One of the more surprising stories in investing is the struggles of Verizon (VZ 1.13%), only one of three U.S. companies providing nationwide wireless service. One might think that oligopoly power would amount to rising profits, considering the necessity of wireless coverage in today's society.

Nonetheless, maintaining such networks comes at a tremendous cost, and the evolution of the technology means the company will probably keep spending heavily to support its business. These factors make it much harder for Verizon to maintain its current dividend over the long term.

Verizon's dividend looks desirable

On the surface, Verizon's dividend looks like one of the most desirable payouts in the S&P 500. At $2.61 per share annually, it equates to a dividend yield of around 7.2%. Moreover, the dividend has increased every year since 2007.

Companies can adjust dividend levels at any time, and many of them increase the payout annually to instill confidence in the payout. Hence, Verizon's 16 straight years of payout hikes created an expectation of another annual increase later this year.

The problem is, paying the dividend looks like a struggle and one that's growing. In 2022, $14 billion in free cash flow covered the $11 billion in dividend costs. Fortunately, free cash flow excludes capital expenditures (capex). So on the surface, it looks like Verizon could afford to cover the dividend and afford most increases to the payout.

Why the dividend became less affordable

Nonetheless, the economics of telecom stocks changed since Verizon's predecessor, Bell Atlantic, emerged from the breakup of the old AT&T in the early 1980s. In past decades, slowly evolving technology didn't necessitate heavy capital investments. Such conditions made generous, rising dividends for shareholders affordable.

That logic may not hold if you're bargain-hunting in dividend stocks. Verizon, along with AT&T and T-Mobile, each spent tens of billions of dollars toward the end of the last decade to finance an upgrade to 5G-level services. All three companies will soon have to start spending to upgrade to 6G connectivity technology in preparation for that upcoming release later in the decade. That means Verizon's capex spending, which amounted to $23 billion in 2022 alone, is unlikely to slow down.

Additionally, capex spending, along with expenditures for wireless licenses, contributed heavily to the $153 billion in total debt Verizon is juggling. That's a tremendous burden for a company claiming $94 billion in stockholders' equity. Verizon had a cost of debt of $4 billion in 2022. Now, with rising interest rates, that expense will likely increase.

Investors should also remember that T-Mobile doesn't pay a dividend, and AT&T, which once claimed a 35-year streak of consecutive dividend increases, slashed its payout last year. Since it also faces high debt levels amid a generous dividend yield, AT&T could cut the payout again.
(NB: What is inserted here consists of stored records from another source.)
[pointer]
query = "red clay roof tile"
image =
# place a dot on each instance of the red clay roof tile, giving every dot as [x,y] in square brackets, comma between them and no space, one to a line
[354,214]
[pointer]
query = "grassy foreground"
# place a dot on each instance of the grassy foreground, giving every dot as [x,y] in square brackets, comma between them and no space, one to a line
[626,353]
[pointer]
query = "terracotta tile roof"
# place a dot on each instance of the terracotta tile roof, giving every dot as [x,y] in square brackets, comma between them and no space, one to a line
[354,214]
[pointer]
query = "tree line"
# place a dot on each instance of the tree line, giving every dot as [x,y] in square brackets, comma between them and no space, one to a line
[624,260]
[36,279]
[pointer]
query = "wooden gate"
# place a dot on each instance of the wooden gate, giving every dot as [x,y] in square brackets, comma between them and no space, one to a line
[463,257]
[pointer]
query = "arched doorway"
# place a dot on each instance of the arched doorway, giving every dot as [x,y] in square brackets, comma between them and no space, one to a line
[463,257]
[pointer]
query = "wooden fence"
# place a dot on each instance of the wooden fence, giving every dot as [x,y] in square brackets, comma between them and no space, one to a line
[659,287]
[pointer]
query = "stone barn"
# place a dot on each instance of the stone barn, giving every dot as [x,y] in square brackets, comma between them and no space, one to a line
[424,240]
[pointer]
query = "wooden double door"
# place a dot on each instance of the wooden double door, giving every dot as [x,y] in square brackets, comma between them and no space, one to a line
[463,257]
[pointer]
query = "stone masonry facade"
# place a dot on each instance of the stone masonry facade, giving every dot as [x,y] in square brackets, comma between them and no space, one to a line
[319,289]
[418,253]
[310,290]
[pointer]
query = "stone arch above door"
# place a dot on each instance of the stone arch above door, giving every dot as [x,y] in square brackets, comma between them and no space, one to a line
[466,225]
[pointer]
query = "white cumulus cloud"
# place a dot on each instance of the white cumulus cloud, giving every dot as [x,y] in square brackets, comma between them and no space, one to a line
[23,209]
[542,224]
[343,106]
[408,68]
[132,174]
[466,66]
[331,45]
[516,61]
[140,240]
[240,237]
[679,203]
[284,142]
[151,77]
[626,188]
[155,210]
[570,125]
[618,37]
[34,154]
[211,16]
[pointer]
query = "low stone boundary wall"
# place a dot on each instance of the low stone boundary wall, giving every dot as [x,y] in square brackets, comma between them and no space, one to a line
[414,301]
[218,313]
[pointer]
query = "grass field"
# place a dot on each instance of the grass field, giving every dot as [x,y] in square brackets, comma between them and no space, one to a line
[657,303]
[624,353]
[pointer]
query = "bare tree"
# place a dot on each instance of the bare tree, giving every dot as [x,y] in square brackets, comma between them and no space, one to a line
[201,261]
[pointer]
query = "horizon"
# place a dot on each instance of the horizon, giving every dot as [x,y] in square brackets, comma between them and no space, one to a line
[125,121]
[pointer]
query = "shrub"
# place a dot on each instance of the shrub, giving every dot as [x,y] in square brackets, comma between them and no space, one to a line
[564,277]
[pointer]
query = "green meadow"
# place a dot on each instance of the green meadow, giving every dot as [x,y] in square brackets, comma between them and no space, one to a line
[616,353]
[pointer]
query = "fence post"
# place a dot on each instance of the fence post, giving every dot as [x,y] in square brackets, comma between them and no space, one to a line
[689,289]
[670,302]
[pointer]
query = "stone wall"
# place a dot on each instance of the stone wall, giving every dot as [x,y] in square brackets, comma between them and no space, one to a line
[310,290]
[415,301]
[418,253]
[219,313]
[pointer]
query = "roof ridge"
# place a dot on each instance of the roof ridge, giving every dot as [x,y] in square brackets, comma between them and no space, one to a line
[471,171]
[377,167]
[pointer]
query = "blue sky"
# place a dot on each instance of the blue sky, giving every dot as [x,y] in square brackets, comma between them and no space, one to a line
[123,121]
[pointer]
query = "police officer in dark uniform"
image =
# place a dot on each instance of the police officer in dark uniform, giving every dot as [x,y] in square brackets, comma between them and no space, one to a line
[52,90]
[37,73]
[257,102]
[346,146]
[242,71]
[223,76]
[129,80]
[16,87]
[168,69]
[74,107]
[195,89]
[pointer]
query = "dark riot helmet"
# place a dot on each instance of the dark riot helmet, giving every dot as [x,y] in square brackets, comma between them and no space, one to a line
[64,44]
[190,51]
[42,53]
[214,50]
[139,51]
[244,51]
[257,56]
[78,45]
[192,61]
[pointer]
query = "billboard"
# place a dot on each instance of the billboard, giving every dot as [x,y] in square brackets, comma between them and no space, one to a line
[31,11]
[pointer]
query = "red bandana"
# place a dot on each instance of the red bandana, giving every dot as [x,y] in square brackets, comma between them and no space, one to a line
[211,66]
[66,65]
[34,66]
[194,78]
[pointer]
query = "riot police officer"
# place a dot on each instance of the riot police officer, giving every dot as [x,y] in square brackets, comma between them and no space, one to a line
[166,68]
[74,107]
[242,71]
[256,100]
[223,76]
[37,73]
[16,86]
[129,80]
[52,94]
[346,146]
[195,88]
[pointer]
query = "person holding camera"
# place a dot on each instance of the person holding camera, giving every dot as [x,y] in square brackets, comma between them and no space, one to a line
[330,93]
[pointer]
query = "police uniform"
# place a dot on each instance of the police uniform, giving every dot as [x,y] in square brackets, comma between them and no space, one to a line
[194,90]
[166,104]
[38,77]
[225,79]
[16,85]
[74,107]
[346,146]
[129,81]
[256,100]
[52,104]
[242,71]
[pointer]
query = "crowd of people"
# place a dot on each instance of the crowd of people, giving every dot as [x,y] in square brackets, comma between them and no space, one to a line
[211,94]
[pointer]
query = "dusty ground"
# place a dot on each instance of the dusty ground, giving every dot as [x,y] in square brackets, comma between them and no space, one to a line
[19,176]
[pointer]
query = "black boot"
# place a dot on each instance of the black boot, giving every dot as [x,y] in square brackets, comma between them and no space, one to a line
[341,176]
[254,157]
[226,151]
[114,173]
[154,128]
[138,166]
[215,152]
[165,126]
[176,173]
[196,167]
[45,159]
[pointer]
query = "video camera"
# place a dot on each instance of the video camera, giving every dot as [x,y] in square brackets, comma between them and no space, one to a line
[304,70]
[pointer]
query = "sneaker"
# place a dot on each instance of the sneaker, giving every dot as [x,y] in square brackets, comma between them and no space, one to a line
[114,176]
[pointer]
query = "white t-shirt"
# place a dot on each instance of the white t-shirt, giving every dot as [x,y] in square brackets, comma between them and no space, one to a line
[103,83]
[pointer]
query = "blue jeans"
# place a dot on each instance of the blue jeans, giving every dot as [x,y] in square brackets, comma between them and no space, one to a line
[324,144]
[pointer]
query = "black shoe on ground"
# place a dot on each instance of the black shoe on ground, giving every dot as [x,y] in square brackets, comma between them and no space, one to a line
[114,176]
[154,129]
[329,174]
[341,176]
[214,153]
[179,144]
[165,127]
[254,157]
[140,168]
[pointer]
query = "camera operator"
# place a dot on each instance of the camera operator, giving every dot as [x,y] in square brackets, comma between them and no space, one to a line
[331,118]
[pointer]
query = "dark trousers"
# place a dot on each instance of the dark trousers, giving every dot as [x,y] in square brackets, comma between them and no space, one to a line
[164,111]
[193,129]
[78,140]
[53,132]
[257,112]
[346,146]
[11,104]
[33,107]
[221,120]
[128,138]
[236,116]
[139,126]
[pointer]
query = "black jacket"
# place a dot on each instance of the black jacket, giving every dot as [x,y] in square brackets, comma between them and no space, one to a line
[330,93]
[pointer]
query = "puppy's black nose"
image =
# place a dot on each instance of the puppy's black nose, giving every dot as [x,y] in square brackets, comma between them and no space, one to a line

That leaves Verizon with the only rising dividend in the industry. But given its considerable payout costs and massive debt, the company has much less incentive to maintain dividend increases amid its competitive threats.

Sell Verizon?

Considering Verizon's financials, its dividend is unlikely to survive in its current form. Should income investors sell?

Although free cash flow covered the dividend cost in 2022, the payout is in more trouble than it might otherwise appear. Verizon's huge total debt and massive capex expenses that are unlikely to slow may cause stakeholders to question the dividend's cost.

Moreover, with the company's main rivals cutting payouts or avoiding dividends altogether, the pressure to follow their lead will likely become too great. Hence, income investors should consider selling and looking for more stable dividend income streams.